Moses is traditionally said to have led Egyptian armies into Nubia, or Cush (Ethiopia).
That fixes the Gihon river as the Blue Nile.
And the Tigris and Euphrates are well known.
Those like Dr. David Rohl, who want to turn Moses’s “Cush” into the Kusheh Dagh in Iranian Azerbaijan:
and search in vain for the vestiges of the Garden of Eden in that NE region of the ancient world, succeed only in emptying the Scriptures of their meaning and import.
Some of the unhappy consequences of this are:
• The authoritative words of Jesus Christ about Abel and Zechariah then become meaningless, and even unjust for his Jerusalemite “generation”.
• The whole wonderful cosmic symmetry of the Fall of Man, and then the Redemption of Man, occurring in the same geographical location, is totally lost.
“O God, who wonderfully created, and yet more wonderfully restored, the dignity of human nature: Grant that we may share the divine life of him who humbled himself to share our humanity, your Son Jesus Christ; who lives and reigns with you, in the unity of the Holy Spirit, one God, for ever and ever.

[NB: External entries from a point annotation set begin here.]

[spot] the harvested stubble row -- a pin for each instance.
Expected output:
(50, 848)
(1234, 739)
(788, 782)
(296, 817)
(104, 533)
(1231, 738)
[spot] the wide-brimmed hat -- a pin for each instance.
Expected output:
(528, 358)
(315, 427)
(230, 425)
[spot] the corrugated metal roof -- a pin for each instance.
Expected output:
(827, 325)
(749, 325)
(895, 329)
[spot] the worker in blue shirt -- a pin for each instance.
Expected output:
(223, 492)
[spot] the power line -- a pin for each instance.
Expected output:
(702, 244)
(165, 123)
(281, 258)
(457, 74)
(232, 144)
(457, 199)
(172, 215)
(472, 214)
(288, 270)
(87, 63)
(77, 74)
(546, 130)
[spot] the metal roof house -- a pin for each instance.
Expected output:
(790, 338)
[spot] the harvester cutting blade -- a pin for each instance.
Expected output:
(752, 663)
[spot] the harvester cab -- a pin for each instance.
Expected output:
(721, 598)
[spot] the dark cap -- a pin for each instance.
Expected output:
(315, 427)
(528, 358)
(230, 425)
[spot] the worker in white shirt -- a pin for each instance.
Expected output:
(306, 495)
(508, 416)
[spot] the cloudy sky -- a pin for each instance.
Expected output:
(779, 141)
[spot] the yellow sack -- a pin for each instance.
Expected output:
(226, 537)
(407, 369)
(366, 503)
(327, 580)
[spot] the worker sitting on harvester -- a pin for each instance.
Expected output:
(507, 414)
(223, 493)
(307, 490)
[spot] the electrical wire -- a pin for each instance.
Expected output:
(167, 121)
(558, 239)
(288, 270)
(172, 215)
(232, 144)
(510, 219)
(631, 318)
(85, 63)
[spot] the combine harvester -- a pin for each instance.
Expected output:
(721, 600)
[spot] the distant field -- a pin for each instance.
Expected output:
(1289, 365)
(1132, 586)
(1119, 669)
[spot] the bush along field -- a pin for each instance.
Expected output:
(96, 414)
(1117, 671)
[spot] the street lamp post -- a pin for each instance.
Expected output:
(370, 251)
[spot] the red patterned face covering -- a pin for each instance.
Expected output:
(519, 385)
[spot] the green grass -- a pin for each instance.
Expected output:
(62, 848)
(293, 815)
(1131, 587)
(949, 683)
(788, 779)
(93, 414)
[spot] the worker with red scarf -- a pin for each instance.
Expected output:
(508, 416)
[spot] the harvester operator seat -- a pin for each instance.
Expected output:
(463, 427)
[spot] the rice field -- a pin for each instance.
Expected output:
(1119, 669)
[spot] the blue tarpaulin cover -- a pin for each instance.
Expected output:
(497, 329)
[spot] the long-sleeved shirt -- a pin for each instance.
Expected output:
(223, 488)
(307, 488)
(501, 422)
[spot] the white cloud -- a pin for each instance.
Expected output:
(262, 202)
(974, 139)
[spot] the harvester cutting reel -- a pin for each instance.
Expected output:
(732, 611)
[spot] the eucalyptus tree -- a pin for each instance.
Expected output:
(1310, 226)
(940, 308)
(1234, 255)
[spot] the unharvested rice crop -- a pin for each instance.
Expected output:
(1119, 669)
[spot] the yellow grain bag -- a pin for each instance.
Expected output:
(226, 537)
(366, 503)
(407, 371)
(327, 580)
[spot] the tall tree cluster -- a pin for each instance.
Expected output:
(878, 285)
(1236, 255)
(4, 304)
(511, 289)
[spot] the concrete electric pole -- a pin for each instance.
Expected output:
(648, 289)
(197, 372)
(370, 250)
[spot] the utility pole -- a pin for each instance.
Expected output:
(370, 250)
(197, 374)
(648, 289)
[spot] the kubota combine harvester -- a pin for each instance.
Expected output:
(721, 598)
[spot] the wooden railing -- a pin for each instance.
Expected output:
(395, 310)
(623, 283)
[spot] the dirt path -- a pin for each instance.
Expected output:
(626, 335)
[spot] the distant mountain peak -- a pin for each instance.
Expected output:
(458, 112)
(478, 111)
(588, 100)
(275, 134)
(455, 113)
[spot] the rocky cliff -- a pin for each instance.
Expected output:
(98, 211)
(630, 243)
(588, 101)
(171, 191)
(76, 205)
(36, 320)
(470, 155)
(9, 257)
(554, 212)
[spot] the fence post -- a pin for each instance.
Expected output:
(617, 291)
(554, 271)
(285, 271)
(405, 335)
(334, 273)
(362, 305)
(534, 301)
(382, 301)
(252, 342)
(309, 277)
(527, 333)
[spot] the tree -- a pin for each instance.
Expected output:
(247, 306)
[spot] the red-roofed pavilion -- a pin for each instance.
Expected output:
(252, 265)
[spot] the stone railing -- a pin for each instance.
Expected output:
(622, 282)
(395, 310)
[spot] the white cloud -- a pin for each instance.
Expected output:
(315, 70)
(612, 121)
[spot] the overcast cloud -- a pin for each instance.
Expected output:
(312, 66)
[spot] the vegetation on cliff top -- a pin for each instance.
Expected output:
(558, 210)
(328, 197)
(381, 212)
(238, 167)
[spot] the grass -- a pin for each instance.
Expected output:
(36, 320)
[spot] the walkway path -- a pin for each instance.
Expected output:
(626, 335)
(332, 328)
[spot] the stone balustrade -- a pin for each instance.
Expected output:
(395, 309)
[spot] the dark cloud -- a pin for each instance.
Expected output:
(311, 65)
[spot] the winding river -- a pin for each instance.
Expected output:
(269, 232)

Amen”.
• All the Garden of Eden symbolism at the Fall, of the tree and thorns and pain and sweat, ceases to be reflected by the same Garden symbolism at the Passion and Redemption:
It now becomes a case of poet John Donne’s And new philosophy calls all in doubt:
“Tis all in pieces, all coherence gone,
All just supply, and all relation;
Prince, subject, father, son, are things forgot,
For every man alone thinks he hath got
To be a phoenix, and that then can be
None of that kind, of which he is, but he.”
And it is interesting that John Donne aimed this famous statement at the new philosophies, which were mathematically and science-based and anti-metaphysical, reflecting a world largely of a priori theory, rather than one of studied reality.
The culmination of all of this would be a cosmography of models and numbers that has as much bearing upon reality as does the Kusheh Dagh location have for the Garden of Eden.
Our models of Astronomy today are cosmographies lacking an inherent meaning, lacking what pope Benedict XVI called “a cosmology discerning the visible inner logic of the cosmos”.